Narrator: And what kind of person do the Goldancers attract?
Barbara: A lot of us did it in our youth, and then we raised our families and now we’re coming back to square dancing. A good portion of the dancers are sixties and up, but there are young people that are seeing how much fun it is.
Narrator: So, square dancing is easy to learn, right? A couple of lessons and you’re good to go! Well, not quite.
Barbara: And a lot of people think that, that you can just pick it up in a couple of lessons, and you can’t. It takes about nine, ten months to learn square dancing$8212;the basic steps!
Narrator: What does it take to learn square dancing? And what can beginners expect at first?
Barbara: The caller starts out on week one, he puts everyone in a big circle, and boy, girl, boy, girl, boy, girl, and he teaches the basics: this is your partner; this is your corner. And then he takes you through the basics. And so each week he just builds on those skills, and continues on…and on…and on! So the caller keeps you on track, and sometimes he’ll just throw wild things at you: “Do this!” “Do that!” It’s like “Okay!” But you have to listen! So that’s a good part of keeping that brain active!
Narrator: Think that square dancing is just physical exercise? Believe it or not, there’s a mental side to square dancing.
Barbara: You have to remember the calls. So, your brain is always thinking of what to do, so it keeps your brain sharper!
Narrator: Square dance music. It’s more than just country. What kind of music does a caller use during a square dancing tip?
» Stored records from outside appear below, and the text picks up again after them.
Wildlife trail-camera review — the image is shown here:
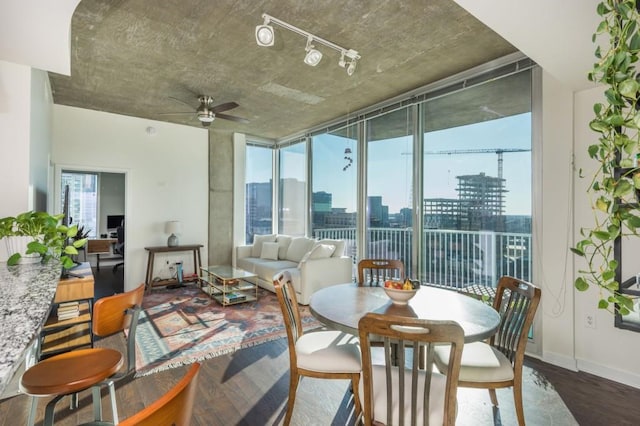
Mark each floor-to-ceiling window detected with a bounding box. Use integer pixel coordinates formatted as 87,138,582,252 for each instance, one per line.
361,107,413,271
245,145,274,244
311,125,358,256
60,171,98,237
421,71,532,287
278,140,307,235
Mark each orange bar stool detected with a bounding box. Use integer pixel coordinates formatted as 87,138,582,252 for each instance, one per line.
20,284,144,426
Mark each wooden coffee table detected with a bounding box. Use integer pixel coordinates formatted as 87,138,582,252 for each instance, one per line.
200,265,258,306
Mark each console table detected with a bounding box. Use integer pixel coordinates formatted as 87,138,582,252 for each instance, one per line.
144,244,204,291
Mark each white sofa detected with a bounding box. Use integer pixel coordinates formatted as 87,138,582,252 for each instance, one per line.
235,234,352,305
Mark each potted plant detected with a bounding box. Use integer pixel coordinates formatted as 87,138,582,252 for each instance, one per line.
0,211,87,269
571,0,640,315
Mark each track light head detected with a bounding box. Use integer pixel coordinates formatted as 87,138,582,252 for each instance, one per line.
256,17,275,47
304,37,322,67
347,59,356,76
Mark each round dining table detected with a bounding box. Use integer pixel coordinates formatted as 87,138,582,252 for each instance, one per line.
309,283,500,343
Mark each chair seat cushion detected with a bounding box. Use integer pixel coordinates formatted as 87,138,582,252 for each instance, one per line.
435,342,513,383
20,348,124,396
359,365,447,425
295,330,362,373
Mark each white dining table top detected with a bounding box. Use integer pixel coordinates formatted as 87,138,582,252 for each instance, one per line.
309,283,500,343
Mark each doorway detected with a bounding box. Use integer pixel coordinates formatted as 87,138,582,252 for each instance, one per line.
54,166,127,300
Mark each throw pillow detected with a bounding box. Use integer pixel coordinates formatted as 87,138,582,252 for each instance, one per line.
276,235,291,259
316,238,346,257
251,234,276,257
260,242,279,260
285,237,314,262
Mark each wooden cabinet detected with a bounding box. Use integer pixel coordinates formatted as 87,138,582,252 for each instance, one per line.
39,262,94,359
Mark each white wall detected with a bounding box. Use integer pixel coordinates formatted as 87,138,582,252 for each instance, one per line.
0,61,31,217
574,87,640,387
52,105,208,290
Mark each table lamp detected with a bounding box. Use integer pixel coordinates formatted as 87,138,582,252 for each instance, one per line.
164,220,180,247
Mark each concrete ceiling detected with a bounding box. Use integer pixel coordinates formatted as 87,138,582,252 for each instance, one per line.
49,0,516,139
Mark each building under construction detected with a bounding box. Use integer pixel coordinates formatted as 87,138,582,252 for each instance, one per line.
424,173,507,231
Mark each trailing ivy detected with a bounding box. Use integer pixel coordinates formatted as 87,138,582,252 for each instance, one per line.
571,0,640,315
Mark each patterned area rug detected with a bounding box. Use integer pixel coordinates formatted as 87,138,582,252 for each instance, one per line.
136,286,321,377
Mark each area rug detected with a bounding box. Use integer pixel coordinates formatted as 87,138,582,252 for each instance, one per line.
136,286,321,377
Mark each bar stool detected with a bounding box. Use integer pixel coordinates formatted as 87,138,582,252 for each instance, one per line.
20,284,144,426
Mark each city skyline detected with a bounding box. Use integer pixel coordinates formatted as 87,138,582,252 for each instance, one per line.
247,113,532,215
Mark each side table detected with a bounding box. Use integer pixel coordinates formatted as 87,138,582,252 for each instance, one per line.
144,244,204,291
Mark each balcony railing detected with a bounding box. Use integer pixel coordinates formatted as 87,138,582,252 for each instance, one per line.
314,228,532,289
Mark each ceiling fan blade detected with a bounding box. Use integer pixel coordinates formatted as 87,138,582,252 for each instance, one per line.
209,102,240,115
169,96,196,109
216,113,249,124
157,111,195,115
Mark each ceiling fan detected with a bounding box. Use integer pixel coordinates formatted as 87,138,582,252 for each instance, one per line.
160,95,249,127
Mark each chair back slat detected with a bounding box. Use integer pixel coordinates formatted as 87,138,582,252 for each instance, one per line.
489,276,541,365
358,313,464,426
273,271,304,347
358,259,404,287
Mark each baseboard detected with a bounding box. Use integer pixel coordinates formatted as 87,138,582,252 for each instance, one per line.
541,351,579,371
576,359,640,389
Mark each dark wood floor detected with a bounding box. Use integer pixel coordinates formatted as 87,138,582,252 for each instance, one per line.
0,267,640,426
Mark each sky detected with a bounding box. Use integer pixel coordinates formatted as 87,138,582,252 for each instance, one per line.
247,113,531,215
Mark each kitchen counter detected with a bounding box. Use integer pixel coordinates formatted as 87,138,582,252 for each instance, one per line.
0,262,61,395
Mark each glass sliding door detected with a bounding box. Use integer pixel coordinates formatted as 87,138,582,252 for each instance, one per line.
421,71,532,288
278,142,307,236
245,145,274,244
361,107,413,276
311,125,358,260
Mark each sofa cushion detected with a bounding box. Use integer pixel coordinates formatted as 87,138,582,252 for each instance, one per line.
276,235,292,259
285,237,315,262
251,234,276,257
316,238,346,257
298,244,335,269
253,260,296,281
260,242,279,260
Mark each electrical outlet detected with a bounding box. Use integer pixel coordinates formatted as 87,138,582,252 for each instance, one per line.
584,313,596,328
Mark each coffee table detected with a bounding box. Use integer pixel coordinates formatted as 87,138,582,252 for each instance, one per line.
200,265,258,306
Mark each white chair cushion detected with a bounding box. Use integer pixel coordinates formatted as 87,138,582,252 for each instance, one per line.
295,330,362,373
260,242,278,260
359,365,447,425
251,234,276,257
435,342,513,383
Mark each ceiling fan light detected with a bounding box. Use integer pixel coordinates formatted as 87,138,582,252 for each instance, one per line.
256,24,275,46
304,49,322,67
198,111,216,122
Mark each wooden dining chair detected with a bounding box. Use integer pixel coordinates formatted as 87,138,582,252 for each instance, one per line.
358,313,464,426
273,271,362,426
435,276,541,426
358,259,404,287
20,284,145,426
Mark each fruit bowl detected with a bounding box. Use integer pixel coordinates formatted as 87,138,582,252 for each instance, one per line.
384,279,420,305
384,287,418,305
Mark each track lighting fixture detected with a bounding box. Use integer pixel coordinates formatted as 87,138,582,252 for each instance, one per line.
256,13,360,76
256,17,275,46
304,37,322,67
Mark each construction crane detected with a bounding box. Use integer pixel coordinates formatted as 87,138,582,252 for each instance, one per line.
424,148,531,179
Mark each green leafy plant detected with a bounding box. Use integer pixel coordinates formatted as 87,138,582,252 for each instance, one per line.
571,0,640,315
0,211,87,269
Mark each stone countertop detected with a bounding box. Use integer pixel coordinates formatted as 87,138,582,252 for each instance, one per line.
0,262,61,395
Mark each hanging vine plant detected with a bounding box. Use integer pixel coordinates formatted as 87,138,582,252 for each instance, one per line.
571,0,640,315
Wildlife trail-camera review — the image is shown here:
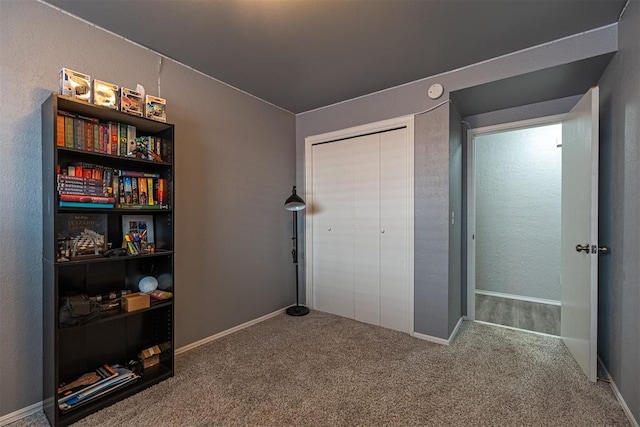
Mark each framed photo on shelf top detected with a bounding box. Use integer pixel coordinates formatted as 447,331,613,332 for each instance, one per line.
122,215,155,253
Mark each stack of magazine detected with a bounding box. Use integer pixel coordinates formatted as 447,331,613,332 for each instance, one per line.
58,365,140,411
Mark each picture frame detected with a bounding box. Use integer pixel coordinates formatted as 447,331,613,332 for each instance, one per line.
122,215,155,255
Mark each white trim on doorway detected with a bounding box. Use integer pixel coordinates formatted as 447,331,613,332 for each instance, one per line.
466,114,565,320
303,115,414,335
476,289,561,306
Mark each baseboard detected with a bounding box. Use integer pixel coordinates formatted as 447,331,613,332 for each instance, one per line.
0,401,42,426
474,319,560,338
175,307,289,356
598,356,640,427
0,307,289,426
476,289,562,306
411,317,462,346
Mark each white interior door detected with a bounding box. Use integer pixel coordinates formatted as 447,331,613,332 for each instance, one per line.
350,134,380,325
311,142,354,318
560,87,598,381
379,128,410,332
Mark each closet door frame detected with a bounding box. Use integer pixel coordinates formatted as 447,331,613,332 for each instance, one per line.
302,115,414,335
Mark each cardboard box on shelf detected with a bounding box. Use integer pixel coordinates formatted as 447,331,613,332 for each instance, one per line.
122,293,150,311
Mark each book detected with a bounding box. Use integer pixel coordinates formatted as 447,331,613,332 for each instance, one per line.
58,365,140,411
131,178,140,205
147,178,155,205
58,185,113,197
122,176,133,205
56,114,65,147
158,178,167,206
84,119,94,151
58,201,114,208
120,171,160,178
56,214,107,261
138,178,149,205
118,123,127,156
107,122,119,156
61,112,75,148
60,194,116,203
73,118,84,150
126,125,137,156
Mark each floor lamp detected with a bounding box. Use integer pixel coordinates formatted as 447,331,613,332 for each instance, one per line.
284,185,309,316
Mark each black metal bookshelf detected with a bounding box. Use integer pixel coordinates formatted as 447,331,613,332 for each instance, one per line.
42,94,175,425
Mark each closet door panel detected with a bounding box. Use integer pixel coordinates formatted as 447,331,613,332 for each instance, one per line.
349,134,380,325
311,142,354,318
380,129,409,332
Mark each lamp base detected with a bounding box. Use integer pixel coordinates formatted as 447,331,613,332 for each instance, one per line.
286,305,309,316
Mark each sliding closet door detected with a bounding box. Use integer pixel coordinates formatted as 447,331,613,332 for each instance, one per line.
349,134,380,325
311,142,354,318
380,128,410,332
310,128,410,332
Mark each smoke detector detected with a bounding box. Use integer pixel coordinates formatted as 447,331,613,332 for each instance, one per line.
427,83,444,99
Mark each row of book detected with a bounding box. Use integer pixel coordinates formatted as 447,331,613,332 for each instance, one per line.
56,111,166,161
56,163,169,209
58,364,140,412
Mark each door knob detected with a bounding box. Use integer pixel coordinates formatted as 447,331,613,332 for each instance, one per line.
576,243,591,254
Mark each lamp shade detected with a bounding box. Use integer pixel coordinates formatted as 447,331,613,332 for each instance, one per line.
284,185,306,211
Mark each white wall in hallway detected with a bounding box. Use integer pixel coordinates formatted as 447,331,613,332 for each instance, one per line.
475,124,562,300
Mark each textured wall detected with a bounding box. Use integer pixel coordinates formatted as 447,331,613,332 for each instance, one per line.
0,0,295,416
414,105,449,338
447,104,466,336
598,0,640,422
475,124,562,300
296,25,617,338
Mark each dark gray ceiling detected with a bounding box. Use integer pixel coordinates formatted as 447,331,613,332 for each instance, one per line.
47,0,626,113
451,53,613,117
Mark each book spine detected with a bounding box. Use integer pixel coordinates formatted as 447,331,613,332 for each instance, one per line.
57,175,104,185
120,171,160,178
60,194,116,203
138,178,149,205
58,187,111,197
158,178,167,206
148,178,155,206
118,123,127,156
122,176,133,205
56,114,65,147
58,200,114,208
127,125,137,156
131,178,140,205
84,120,94,151
64,116,75,148
93,122,103,153
107,122,118,156
73,118,84,150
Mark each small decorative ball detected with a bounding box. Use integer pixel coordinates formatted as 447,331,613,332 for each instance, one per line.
138,276,158,294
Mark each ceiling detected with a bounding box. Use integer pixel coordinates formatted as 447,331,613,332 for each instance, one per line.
47,0,626,113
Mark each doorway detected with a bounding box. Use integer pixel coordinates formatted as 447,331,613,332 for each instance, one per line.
468,116,562,336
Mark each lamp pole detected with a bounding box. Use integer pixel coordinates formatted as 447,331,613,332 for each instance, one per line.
284,185,309,316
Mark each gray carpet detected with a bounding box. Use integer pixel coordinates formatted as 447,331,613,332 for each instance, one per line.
12,312,629,427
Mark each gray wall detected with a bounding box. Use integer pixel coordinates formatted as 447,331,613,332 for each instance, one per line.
598,0,640,421
474,124,562,301
414,105,450,338
0,0,295,417
447,104,463,336
296,25,617,339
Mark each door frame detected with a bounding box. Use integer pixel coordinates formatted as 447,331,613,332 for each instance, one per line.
466,113,566,320
303,115,414,335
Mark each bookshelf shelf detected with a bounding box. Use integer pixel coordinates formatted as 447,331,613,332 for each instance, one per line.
60,364,173,425
55,249,173,267
56,147,171,167
41,94,176,425
59,300,173,334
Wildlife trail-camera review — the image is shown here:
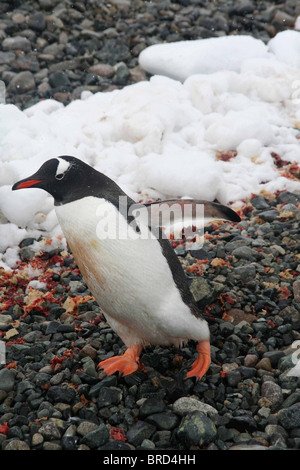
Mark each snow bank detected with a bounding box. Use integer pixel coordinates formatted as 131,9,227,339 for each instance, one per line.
0,31,300,267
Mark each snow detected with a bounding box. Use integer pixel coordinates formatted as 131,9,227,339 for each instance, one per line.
0,30,300,269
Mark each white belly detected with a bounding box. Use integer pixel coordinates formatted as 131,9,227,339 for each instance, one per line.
56,196,209,346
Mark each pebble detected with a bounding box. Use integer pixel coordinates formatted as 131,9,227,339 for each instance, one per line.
173,397,218,418
0,0,300,451
126,420,156,447
0,369,16,392
81,424,109,449
7,70,36,94
177,410,217,449
0,0,299,110
278,403,300,430
261,380,283,412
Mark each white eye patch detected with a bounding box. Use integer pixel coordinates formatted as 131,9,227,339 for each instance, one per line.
55,158,71,179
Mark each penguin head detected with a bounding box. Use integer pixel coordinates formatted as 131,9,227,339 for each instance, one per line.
12,155,106,205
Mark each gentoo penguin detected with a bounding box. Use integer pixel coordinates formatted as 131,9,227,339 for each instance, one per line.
12,156,240,379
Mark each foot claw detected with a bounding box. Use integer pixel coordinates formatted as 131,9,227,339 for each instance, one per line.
185,340,210,380
99,346,142,376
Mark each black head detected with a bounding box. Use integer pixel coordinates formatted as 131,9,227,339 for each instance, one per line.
12,155,122,205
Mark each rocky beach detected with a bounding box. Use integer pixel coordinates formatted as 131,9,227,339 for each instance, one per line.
0,0,300,452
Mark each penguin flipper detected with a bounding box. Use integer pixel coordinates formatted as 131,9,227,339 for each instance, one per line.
130,199,241,239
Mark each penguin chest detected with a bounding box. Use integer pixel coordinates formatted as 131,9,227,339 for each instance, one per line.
56,197,173,320
57,197,207,345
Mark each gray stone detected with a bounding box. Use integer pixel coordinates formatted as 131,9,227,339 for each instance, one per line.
126,421,156,447
173,397,218,418
4,439,30,450
7,70,35,94
225,237,251,253
81,424,109,449
139,397,166,419
49,71,70,88
97,387,122,408
190,277,211,302
0,51,15,65
45,386,76,404
2,36,31,52
28,11,46,33
145,411,179,431
77,421,98,436
0,368,16,392
293,279,300,303
230,264,256,282
231,246,257,261
278,403,300,430
226,369,242,387
112,64,130,86
251,196,270,210
177,411,217,448
258,209,278,222
39,421,61,441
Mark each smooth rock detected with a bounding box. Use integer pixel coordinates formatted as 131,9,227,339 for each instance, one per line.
176,410,217,448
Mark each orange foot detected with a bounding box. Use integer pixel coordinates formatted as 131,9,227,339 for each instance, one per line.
185,339,210,380
99,346,143,375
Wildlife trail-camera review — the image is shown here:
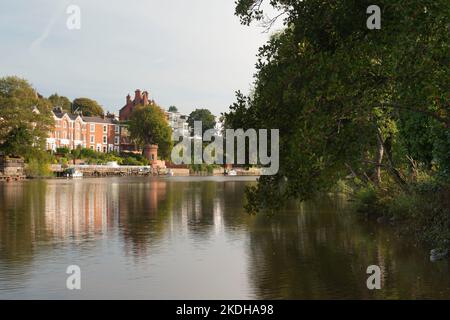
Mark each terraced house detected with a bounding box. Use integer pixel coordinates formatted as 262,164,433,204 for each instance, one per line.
47,109,121,152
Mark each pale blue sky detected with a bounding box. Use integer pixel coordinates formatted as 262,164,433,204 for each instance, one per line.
0,0,278,115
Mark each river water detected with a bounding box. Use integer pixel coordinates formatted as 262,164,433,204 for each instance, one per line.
0,177,450,299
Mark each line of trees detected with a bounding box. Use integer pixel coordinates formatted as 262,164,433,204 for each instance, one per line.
225,0,450,248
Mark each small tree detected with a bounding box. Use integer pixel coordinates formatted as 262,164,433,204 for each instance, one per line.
73,98,105,117
168,106,178,113
188,109,216,135
129,104,173,159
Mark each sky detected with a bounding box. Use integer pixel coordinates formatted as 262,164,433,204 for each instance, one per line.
0,0,278,115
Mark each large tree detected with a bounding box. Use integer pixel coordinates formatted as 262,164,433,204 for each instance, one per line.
188,109,216,134
128,103,173,159
72,98,105,117
225,0,450,214
0,77,54,158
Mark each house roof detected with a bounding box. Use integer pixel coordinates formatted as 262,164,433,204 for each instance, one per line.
82,116,116,124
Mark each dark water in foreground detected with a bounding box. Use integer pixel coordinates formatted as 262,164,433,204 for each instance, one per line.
0,177,450,299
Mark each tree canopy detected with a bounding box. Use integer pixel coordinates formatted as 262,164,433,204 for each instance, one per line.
225,0,450,215
188,109,216,134
129,103,173,159
48,93,72,113
168,106,178,113
72,98,105,117
0,76,54,157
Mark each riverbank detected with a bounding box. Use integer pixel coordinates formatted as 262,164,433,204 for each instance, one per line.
352,181,450,261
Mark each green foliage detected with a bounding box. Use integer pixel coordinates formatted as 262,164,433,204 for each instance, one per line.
129,104,173,159
56,147,70,156
73,98,105,117
25,151,53,178
48,93,72,113
0,77,54,157
187,109,216,135
168,106,178,113
229,0,450,215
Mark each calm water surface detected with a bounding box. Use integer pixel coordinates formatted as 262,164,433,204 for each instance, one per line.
0,177,450,299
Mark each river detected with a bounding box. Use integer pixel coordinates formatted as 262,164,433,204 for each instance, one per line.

Barbara: There’s one caller from South Carolina that calls to a lot of the oldies that we grew up with as baby boomers in the sixties that are really fun!
Narrator: So, how did square dancing evolve? It began in New England when the first settlers brought with them their various national dances, which we now call folk dances. So, in the twenty-first century is square dancing only found in America?
Barbara: They have it all over the world. And you don’t have to know Japanese or German, or any other language, to be able to square dance.
Narrator:In the summer of 2013, Barbara will be joining several others on a trip to Germany. And besides site seeing, she’ll be kicking up her heels and twirling her skirt on the dance floor! Is it hard to find a square dancing club in most communities throughout the United States?
Barbara: There are clubs all over the place! I would just type in “square dancing” on the computer and the state that you want. I know in our region here we have about seventeen clubs in our square dance association.
Narrator: Besides the great physical and mental exercise Barbara receives from square dancing, there’s also another aspect that’s been beneficial to her, especially as of late.
Barbara: And so it’s an outlet for me to get out. I take care of my mom now. I live with her, so it’s a great outlet to get out and I can forget about what’s going on at home because I’m there laughing and just having a good time with my friends there.
Narrator: For those who have lost a spouse joining a square dancing club can be a boon. Friendships made at your club will become family.
Barbara: Sometimes you can feel kind of lonely at home because your spouse has passed away, especially as we get older. We have a lot of single people in our club. And it really helps to give you that social outing that you need to keep away the depression basically. It’s a good thing!
Narrator: Barbara is grateful for the time each week she spends with her square dancing family. She cherishes her involvement with the Goldancers and finds one word to sum up her experience.
Barbara: To laugh. Just friendships even outside of square dance. My current club that I belong to, we get together every once in a while, we’ll go out to dinner, or for pizza. It’s a good outlet. I would urge everybody who needs some good social outing, some laughter, some healthy exercise and stuff to come out and try square dancing.